The Glorious Work of God in History
The book of Ruth wants to teach us that God's purpose for the life of his people is to connect us to something far greater than ourselves. God wants us to know that when we follow him, our lives always mean more than we think they do. For the Christian there is always a connection between the ordinary events of life and the stupendous work of God in history. Everything we do in obedience to God, no matter how small, is significant. It is part of a cosmic mosaic which God is painting to display the greatness of his power and wisdom to the world and to the principalities and powers in the heavenly places (Ephesians 3:10). The deep satisfaction of the Christian life is that it is not given over to trifles. Serving a widowed mother-in-law, gleaning in a field, falling in love, having a baby—for the Christian these things are all connected to eternity. They are part of something so much bigger than they seem.
So the word glory is not too strong. The life of the godly is not a straight line to glory, but they do get there—God sees to it. There is a hope for us beyond the cute baby and the happy grandmother. If there weren't, we would be of all men most miserable. The story points forward to David. David points forward to Jesus. And Jesus points forward to the resurrection of our mortal bodies (Romans 8:23) when "death will be no more, neither shall there be mourning nor crying nor pain any more, for the former things have passed away" (Revelation 21:4).

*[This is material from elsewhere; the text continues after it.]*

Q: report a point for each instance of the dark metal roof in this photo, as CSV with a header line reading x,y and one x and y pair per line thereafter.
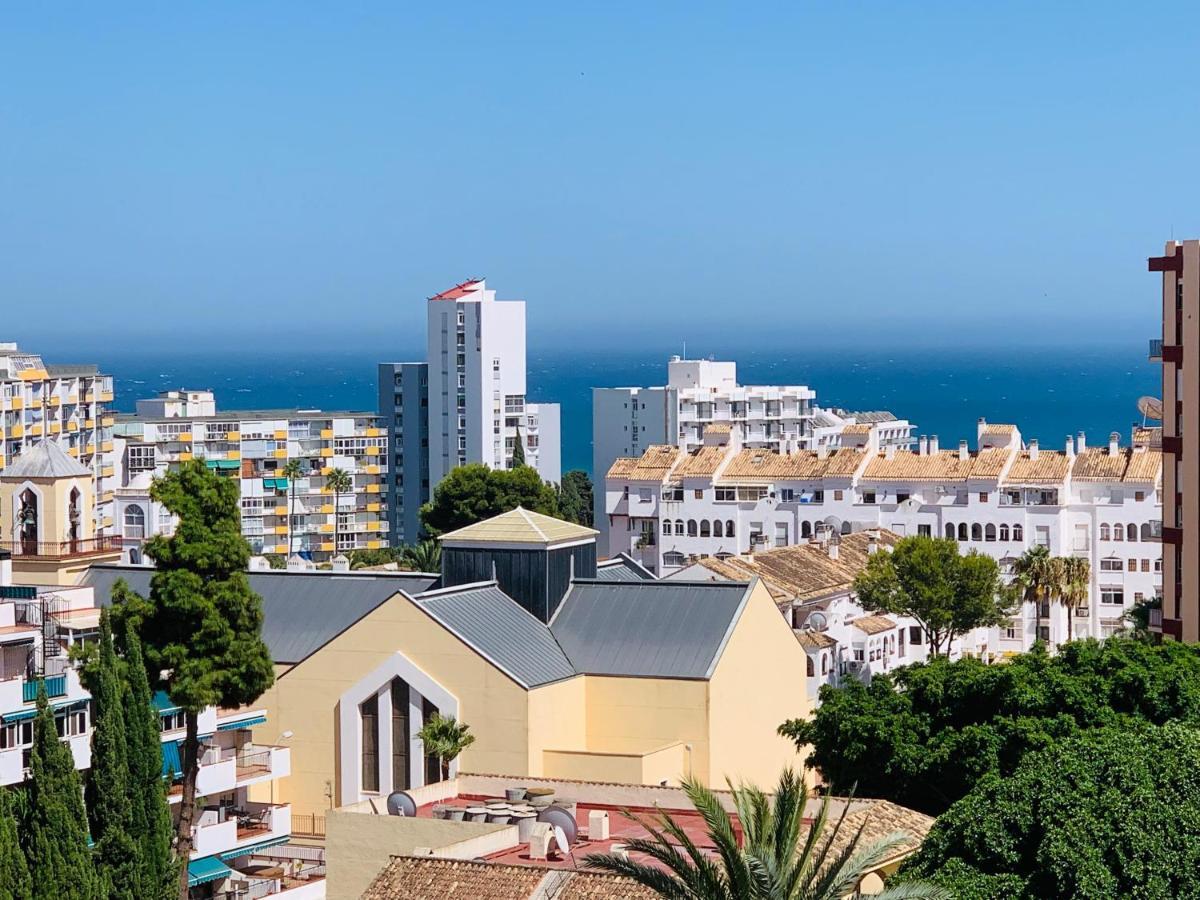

The best is yet to come. That is the unshakable truth about the life of the woman and the man who follow Christ in the obedience of faith. I say it to the young who are strong and hopeful, and I say it to the old, for whom the outer nature is quickly wasting away. The best is yet to come.

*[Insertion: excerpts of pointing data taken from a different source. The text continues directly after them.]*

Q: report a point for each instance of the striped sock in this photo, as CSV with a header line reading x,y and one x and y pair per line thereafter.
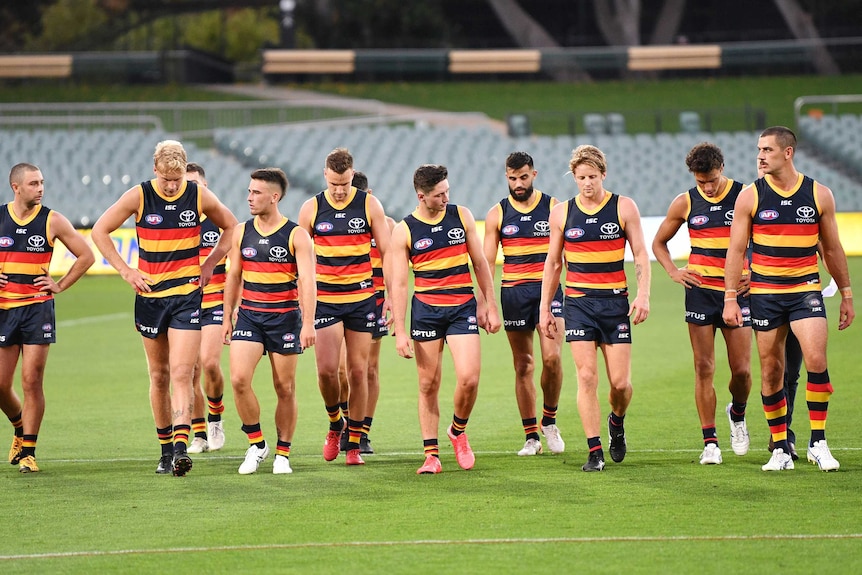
x,y
17,422
531,428
549,414
336,423
431,447
458,425
818,390
255,435
775,407
215,407
166,439
29,446
199,427
181,436
709,434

A Parable of God's Covenant Love
I saw it in a parable Friday. I was visiting some of our elderly people at the Caroline Center, and got on the elevator with a woman in a wheel chair who was old, misshapen, and confused. She shook her head meaninglessly and uttered senseless sounds and let her mouth hang open. Then I noticed that a well dressed man, perhaps in his mid-sixties, was pushing her chair. I wondered who he was. Then as we all got off the elevator, I heard him say, "Watch your feet, Sweetie-pie."

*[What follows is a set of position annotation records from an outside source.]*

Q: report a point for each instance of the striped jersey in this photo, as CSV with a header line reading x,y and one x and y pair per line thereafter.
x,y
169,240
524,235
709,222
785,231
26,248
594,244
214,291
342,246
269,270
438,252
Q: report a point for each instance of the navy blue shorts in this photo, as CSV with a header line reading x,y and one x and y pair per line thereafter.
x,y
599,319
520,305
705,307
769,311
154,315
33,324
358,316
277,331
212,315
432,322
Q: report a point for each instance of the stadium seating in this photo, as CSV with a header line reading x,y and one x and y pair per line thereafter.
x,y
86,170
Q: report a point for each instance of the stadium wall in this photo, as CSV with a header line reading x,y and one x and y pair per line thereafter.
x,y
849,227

Sweetie-pie. As I walked to the car, I thought . . . if a marriage covenant between a man and a woman can produce that kind of fidelity and commitment and affection under those circumstances, then surely under the great and merciful terms of the new covenant in Christ, God has no difficulty calling Odette McAviney, and Harold Holmgren, and Mary Agnes Danielson, and you and me (sick as we are!), "Sweetie-pie." And if he does, there is no truth more unshakable in all the world than this: For them and for us the best is yet to come. Amen.